Mon processus de rédaction des chroniques comprenait en général 6 étapes :
1. Lectures et annotations
Je faisais la lecture active de nombreux ouvrages et articles scientifiques et j'appliquais une méthode de prise de notes rigoureuse sur tout ce que je lisais. Je constituais ce qu'on pourrait appeler des «fiches de lecture» dans un carnet numérique.

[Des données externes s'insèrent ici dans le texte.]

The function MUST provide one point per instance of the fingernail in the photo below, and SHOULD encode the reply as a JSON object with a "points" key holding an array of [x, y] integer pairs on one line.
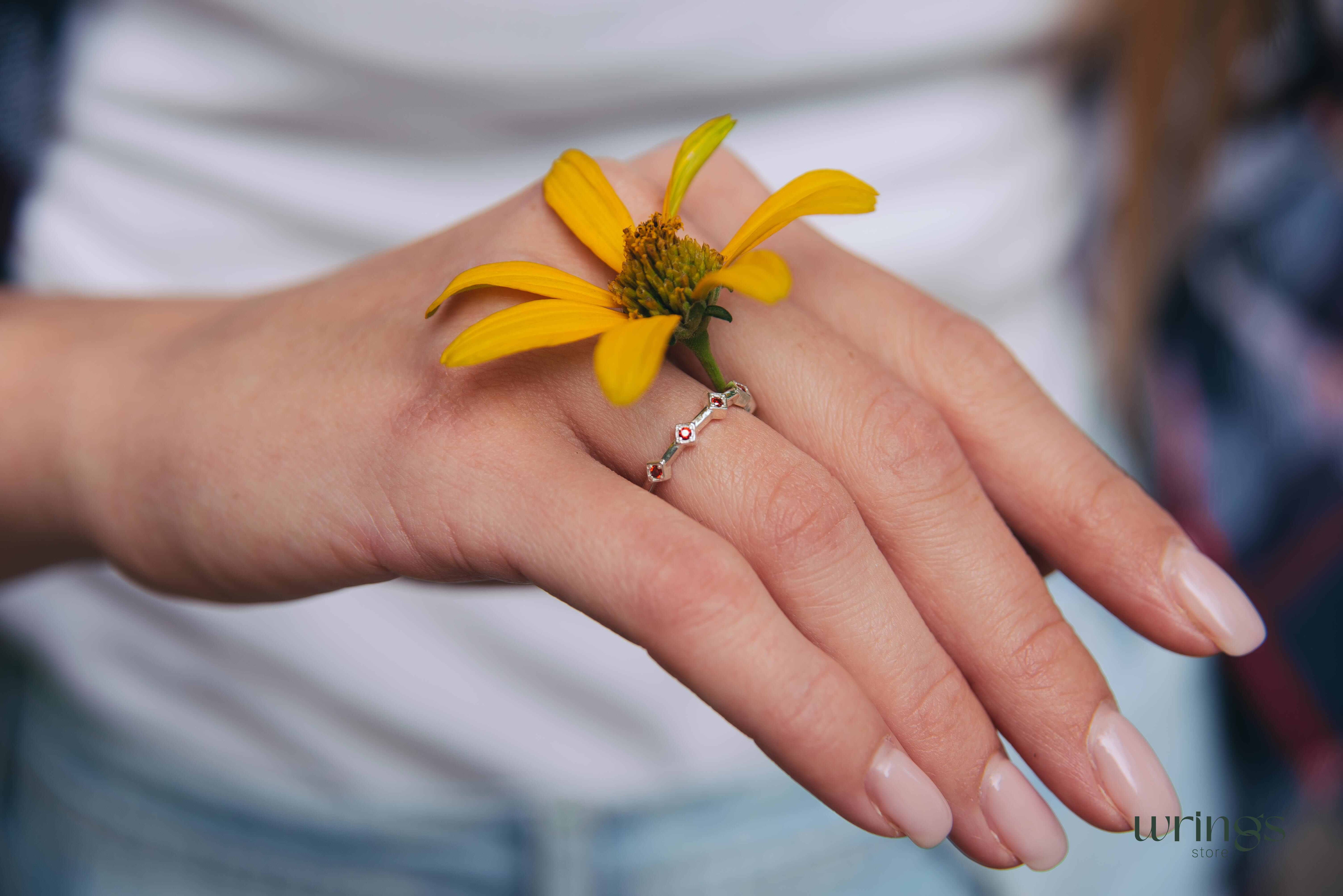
{"points": [[907, 797], [1213, 600], [1020, 817], [1129, 770]]}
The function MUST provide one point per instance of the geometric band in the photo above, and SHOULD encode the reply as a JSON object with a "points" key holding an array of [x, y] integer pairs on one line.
{"points": [[685, 434]]}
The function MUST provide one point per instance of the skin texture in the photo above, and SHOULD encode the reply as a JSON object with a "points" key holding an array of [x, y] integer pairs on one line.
{"points": [[841, 569]]}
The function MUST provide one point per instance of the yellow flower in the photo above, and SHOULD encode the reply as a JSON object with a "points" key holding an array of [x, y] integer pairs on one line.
{"points": [[667, 286]]}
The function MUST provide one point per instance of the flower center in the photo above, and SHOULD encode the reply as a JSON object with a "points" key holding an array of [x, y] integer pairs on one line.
{"points": [[661, 269]]}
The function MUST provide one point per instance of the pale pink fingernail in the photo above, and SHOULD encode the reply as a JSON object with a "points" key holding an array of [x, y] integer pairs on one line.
{"points": [[1129, 770], [1213, 600], [907, 797], [1020, 817]]}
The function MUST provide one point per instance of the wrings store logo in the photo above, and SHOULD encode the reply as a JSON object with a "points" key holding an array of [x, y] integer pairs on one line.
{"points": [[1251, 831]]}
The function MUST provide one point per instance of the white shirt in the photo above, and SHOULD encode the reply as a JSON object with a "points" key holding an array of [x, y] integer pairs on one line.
{"points": [[233, 145]]}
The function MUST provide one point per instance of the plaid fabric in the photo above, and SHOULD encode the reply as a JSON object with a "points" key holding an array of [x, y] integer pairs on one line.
{"points": [[29, 31], [1247, 404]]}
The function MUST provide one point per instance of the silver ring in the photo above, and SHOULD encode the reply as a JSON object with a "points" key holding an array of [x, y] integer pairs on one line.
{"points": [[685, 434]]}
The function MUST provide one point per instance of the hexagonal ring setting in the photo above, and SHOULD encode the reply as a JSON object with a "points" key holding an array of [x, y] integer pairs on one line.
{"points": [[685, 434]]}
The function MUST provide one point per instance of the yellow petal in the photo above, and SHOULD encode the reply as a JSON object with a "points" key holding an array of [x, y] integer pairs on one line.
{"points": [[692, 156], [629, 357], [531, 325], [762, 275], [530, 277], [586, 202], [823, 192]]}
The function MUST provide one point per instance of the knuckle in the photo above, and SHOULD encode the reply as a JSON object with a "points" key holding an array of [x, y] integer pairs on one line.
{"points": [[806, 510], [968, 347], [809, 706], [688, 592], [941, 701], [906, 436], [1099, 510], [1039, 660]]}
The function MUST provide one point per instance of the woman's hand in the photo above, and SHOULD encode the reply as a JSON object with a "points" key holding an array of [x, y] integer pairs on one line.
{"points": [[836, 577]]}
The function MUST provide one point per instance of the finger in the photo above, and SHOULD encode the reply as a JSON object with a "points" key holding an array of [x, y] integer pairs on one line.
{"points": [[1048, 481], [973, 584], [659, 579], [653, 575], [806, 541]]}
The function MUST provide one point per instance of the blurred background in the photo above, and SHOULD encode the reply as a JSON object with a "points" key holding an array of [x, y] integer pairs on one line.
{"points": [[1143, 198]]}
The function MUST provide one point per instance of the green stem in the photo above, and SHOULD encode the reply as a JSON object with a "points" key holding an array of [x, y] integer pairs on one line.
{"points": [[700, 345]]}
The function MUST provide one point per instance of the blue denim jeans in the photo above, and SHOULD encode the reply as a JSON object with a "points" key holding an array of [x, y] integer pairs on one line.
{"points": [[81, 817]]}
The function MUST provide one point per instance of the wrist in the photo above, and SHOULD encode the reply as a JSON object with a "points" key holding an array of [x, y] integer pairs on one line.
{"points": [[38, 509], [66, 367]]}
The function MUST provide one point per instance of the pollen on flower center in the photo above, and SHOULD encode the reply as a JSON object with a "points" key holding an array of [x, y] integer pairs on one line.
{"points": [[661, 269]]}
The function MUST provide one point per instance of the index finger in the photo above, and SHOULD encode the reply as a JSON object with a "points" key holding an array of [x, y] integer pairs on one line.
{"points": [[1051, 484]]}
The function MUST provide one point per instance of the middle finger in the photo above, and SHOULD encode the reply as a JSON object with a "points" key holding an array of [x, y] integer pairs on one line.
{"points": [[965, 571]]}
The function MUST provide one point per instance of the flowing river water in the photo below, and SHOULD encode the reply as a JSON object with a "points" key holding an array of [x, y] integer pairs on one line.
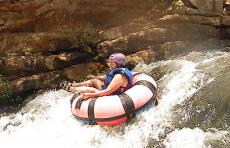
{"points": [[193, 111]]}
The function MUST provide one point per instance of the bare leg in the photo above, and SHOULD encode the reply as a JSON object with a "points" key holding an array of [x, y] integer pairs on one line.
{"points": [[83, 89], [96, 83]]}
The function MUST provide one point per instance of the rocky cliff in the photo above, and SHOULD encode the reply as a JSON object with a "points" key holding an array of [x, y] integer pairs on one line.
{"points": [[43, 42]]}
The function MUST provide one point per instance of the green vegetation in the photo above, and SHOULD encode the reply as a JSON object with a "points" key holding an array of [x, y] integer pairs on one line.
{"points": [[5, 91]]}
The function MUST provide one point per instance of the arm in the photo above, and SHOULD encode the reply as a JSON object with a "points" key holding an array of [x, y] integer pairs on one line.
{"points": [[113, 86], [102, 78]]}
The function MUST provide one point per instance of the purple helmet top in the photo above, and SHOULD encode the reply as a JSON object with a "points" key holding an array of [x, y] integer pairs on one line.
{"points": [[119, 58]]}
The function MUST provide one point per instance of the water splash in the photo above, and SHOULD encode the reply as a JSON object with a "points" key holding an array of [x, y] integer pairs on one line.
{"points": [[47, 120]]}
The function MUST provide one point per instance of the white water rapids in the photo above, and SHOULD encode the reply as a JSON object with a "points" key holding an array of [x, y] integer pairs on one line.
{"points": [[47, 121]]}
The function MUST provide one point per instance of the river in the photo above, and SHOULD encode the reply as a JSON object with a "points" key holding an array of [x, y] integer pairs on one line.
{"points": [[193, 111]]}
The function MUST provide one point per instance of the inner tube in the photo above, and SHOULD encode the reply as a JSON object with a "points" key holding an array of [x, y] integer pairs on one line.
{"points": [[117, 109]]}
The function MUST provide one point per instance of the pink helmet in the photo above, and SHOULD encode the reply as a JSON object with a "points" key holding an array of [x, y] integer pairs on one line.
{"points": [[119, 58]]}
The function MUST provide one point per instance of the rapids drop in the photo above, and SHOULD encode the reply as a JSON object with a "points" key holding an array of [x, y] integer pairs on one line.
{"points": [[46, 121]]}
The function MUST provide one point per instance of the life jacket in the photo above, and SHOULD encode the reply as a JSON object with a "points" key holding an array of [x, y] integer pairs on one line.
{"points": [[110, 76]]}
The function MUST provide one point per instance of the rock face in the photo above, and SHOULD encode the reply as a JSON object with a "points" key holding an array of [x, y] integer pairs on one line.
{"points": [[43, 42]]}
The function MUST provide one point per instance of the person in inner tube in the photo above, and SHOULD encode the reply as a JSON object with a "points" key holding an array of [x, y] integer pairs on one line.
{"points": [[116, 81]]}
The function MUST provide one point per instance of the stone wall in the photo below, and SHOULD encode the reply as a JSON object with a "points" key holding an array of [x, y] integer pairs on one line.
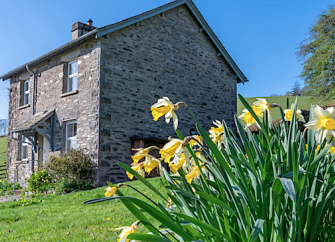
{"points": [[82, 106], [162, 56]]}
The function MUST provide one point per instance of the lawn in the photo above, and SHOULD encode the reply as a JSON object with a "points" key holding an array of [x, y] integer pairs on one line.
{"points": [[66, 218], [304, 102], [3, 153]]}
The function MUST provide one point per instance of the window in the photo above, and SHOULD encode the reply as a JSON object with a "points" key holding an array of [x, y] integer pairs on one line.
{"points": [[72, 77], [24, 148], [26, 92], [70, 136]]}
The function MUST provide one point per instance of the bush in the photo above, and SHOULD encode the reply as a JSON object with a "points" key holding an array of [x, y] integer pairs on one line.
{"points": [[72, 171], [40, 181], [275, 185], [8, 186], [69, 185]]}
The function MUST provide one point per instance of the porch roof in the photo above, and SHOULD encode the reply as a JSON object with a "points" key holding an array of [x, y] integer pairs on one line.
{"points": [[36, 121]]}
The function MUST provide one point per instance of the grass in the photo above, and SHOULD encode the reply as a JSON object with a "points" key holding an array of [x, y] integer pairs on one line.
{"points": [[304, 102], [66, 218], [3, 153]]}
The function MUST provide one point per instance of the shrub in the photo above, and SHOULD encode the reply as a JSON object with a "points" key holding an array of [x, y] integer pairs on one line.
{"points": [[40, 181], [276, 185], [70, 185], [8, 186], [72, 171]]}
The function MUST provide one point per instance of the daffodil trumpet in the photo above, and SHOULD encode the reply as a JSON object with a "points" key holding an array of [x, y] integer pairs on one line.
{"points": [[165, 107], [323, 123]]}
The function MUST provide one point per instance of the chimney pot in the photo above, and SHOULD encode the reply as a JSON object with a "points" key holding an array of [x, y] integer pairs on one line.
{"points": [[79, 29]]}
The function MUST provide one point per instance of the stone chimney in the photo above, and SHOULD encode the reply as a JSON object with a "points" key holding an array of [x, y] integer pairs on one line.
{"points": [[79, 28]]}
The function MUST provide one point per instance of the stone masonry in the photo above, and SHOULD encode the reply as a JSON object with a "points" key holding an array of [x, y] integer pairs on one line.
{"points": [[120, 76], [163, 56]]}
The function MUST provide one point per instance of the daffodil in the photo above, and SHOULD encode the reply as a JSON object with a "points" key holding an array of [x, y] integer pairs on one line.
{"points": [[127, 230], [177, 162], [289, 113], [138, 168], [169, 203], [263, 104], [141, 152], [150, 163], [323, 123], [174, 146], [217, 133], [194, 174], [165, 107], [110, 191]]}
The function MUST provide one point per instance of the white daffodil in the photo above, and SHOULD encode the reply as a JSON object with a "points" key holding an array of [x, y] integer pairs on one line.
{"points": [[289, 112], [127, 230], [323, 123], [165, 107], [173, 147]]}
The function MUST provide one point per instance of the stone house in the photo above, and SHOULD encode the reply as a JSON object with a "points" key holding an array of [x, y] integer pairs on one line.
{"points": [[95, 92]]}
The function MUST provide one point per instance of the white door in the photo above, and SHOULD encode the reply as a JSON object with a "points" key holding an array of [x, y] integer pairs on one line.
{"points": [[46, 148]]}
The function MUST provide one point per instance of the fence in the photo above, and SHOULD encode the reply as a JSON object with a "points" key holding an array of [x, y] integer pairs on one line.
{"points": [[3, 171]]}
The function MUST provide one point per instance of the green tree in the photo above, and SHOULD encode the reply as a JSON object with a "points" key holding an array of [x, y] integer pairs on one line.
{"points": [[317, 52]]}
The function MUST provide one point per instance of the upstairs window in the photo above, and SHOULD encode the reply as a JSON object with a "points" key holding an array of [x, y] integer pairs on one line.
{"points": [[24, 148], [72, 77], [26, 92], [70, 136]]}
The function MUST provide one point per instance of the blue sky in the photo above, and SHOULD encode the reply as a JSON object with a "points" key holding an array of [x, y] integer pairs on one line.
{"points": [[262, 36]]}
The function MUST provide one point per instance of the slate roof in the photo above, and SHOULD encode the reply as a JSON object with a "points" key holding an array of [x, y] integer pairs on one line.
{"points": [[35, 121]]}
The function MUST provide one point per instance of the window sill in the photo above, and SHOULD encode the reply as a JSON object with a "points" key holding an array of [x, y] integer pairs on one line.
{"points": [[24, 106], [69, 93]]}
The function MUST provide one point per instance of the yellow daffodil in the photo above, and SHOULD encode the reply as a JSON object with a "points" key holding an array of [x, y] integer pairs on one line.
{"points": [[138, 168], [165, 107], [194, 174], [323, 123], [217, 133], [169, 203], [174, 146], [110, 191], [150, 163], [262, 104], [177, 163], [289, 112], [127, 230], [141, 152]]}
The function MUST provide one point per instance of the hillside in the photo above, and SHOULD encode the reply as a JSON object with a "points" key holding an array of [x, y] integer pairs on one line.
{"points": [[304, 102]]}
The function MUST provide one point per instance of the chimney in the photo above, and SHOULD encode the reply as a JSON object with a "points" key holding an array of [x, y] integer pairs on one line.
{"points": [[79, 28]]}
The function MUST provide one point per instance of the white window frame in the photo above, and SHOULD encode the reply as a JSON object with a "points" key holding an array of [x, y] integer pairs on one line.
{"points": [[26, 92], [72, 138], [68, 88], [24, 145]]}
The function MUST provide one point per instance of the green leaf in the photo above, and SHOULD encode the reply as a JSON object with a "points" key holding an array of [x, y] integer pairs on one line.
{"points": [[140, 178], [204, 226], [147, 237], [256, 230]]}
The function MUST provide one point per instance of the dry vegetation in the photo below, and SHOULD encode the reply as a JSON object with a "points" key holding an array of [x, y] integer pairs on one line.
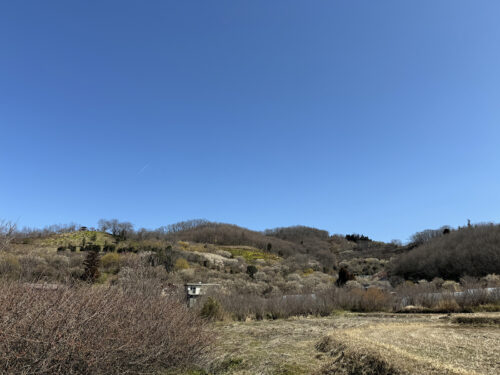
{"points": [[286, 287], [471, 251], [359, 344], [56, 329]]}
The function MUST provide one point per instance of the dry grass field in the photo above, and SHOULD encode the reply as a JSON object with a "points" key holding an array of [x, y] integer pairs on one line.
{"points": [[362, 344]]}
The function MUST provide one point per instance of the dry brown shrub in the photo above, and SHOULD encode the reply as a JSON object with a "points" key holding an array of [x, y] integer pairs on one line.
{"points": [[54, 329]]}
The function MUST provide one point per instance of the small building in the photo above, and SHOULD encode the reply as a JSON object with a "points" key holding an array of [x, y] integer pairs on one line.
{"points": [[196, 290]]}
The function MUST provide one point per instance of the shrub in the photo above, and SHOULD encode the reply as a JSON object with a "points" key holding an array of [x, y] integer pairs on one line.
{"points": [[251, 271], [111, 262], [91, 267], [96, 330], [9, 266], [211, 310], [469, 251], [181, 264]]}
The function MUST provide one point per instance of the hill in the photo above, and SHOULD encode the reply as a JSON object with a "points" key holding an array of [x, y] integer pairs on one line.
{"points": [[469, 251]]}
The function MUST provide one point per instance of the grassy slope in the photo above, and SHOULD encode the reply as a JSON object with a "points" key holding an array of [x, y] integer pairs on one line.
{"points": [[74, 238]]}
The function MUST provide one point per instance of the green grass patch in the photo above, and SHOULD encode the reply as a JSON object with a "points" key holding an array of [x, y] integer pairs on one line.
{"points": [[77, 238], [250, 254]]}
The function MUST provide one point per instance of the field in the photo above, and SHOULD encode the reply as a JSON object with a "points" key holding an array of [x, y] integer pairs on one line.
{"points": [[362, 344]]}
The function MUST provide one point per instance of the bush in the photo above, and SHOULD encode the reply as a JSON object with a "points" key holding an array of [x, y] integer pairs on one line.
{"points": [[211, 310], [95, 330], [91, 267], [111, 262], [469, 251], [251, 271], [9, 266], [181, 264]]}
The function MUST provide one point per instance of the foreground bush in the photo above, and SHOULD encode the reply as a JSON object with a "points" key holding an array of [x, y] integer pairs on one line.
{"points": [[95, 330]]}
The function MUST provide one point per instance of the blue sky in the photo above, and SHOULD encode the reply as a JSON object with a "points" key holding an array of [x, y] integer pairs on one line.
{"points": [[375, 117]]}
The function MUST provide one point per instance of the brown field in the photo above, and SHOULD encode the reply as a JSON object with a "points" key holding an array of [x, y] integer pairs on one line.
{"points": [[361, 344]]}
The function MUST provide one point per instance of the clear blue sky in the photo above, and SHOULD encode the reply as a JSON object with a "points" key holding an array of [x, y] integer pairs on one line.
{"points": [[376, 117]]}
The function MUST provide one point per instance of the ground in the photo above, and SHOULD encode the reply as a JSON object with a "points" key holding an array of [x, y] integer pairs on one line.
{"points": [[393, 343]]}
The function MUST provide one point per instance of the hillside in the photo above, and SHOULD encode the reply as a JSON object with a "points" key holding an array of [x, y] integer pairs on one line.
{"points": [[470, 251]]}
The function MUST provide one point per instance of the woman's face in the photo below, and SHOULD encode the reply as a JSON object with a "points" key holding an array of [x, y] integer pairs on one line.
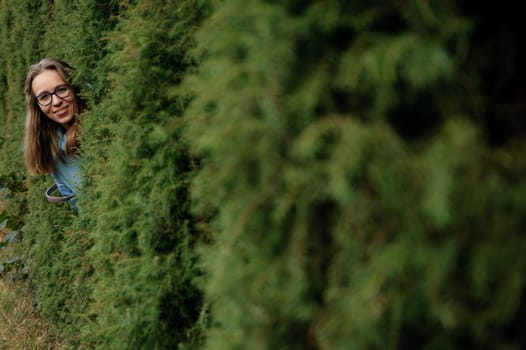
{"points": [[60, 110]]}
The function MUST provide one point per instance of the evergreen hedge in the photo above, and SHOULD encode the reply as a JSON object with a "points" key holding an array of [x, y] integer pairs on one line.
{"points": [[278, 174]]}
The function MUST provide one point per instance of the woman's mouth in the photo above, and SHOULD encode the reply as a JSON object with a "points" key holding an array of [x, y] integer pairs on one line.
{"points": [[62, 112]]}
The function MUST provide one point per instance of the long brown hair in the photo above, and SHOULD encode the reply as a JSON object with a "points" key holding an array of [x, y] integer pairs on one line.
{"points": [[40, 143]]}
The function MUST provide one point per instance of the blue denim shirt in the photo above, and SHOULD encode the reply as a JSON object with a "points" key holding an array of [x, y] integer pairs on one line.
{"points": [[67, 174]]}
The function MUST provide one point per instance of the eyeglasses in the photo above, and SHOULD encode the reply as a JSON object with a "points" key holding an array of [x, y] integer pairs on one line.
{"points": [[45, 98]]}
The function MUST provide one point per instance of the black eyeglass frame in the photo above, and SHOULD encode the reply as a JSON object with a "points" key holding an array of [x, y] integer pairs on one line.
{"points": [[54, 92]]}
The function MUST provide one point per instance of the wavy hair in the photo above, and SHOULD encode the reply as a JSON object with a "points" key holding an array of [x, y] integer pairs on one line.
{"points": [[40, 143]]}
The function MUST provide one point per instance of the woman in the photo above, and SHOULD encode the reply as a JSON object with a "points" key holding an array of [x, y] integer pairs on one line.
{"points": [[52, 127]]}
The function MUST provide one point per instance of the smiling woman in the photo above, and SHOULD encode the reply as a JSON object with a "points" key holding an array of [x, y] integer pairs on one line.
{"points": [[52, 127]]}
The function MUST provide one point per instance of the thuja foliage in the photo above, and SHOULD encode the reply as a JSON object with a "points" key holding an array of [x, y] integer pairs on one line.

Mes critères étaient variés, mais au fond revenaient toujours au même : je trouvais une pensée originale, je trouvais une pensée profonde et sage, j'étais d'accord ou non avec une idée, je trouvais une phrase bien formulée, ironique, intelligente, drôle ou amusante. Bref : j'apprenais quelque chose. Les «fiches» peuvaient être constituées de seulement quelques lignes – dans le cas d'un ouvrage court ou peu intéressant –, à plusieurs milliers de mots comme c'était parfois le cas avec des ouvrages que j'ai lus et annotés à plusieurs reprises. En quelque sorte, je constituait ainsi mon propre corpus numérique de références.
2. Structuration conceptuelle
J'utilisais l'application «Notes» de mon iPad pour conceptualiser une carte mentale de mes idées, avec mes hypothèses de propos, mes idées principales et leurs articulations. Assez souvent, ces premières esquisses avaient pour point de départ un enregistrement audio où je décrivais mes idées en les expliquant oralement comme je le ferais en classe. Des outils (Whisper, Dictaphone) me permettaient de créer un verbatim de cet enregistrement.
Ensuite, je demandais à l'IA de corriger la syntaxe et la ponctuation du verbatim afin de rendre le texte plus lisible. Je bonifiais et ajustais le tout, puis je le synthétisais sous forme de liste à puces – un format non-linéaire que je trouvais très efficace. C’était comme le montage d’un film : je faisais ni plus ni moins qu’un rough cut, un assemblage. Parfois, cette première «édition» était faite par l'IA après la correction du verbatim, mais je la révisais toujours.



3. Planification
Je pasaise ensuite au développement d'un plan détaillé, le vrai montage. Je brassais les idées sous la forme d’un dialogue avec l’IA pour approfondir et consolider la logique argumentative. Je demandais ensuite à l'IA de trouver les appuis théoriques dans un corpus de «fiches de lecture» que je lui soumettais. Je savais par exemple que telle autrice abordait tel sujet dans telle oeuvre, que tel auteur avait fait de tel autre sujet sa spécialité. Je déposais dans sa banque de connaissances des fiches de lecture que j'estimais pertinentes pour la réflexion. J'avais toujours tout lu le corpus que je proposais. L'IA aidait à identifier des idées dans les fiches de lecture, pas à les générer. Claude trouvait des citations pertinentes dans mes notes pour appuyer les idées du plan. Il les traduisait en français quand mes fiches de lecture étaient en anglais. C’était très pratique.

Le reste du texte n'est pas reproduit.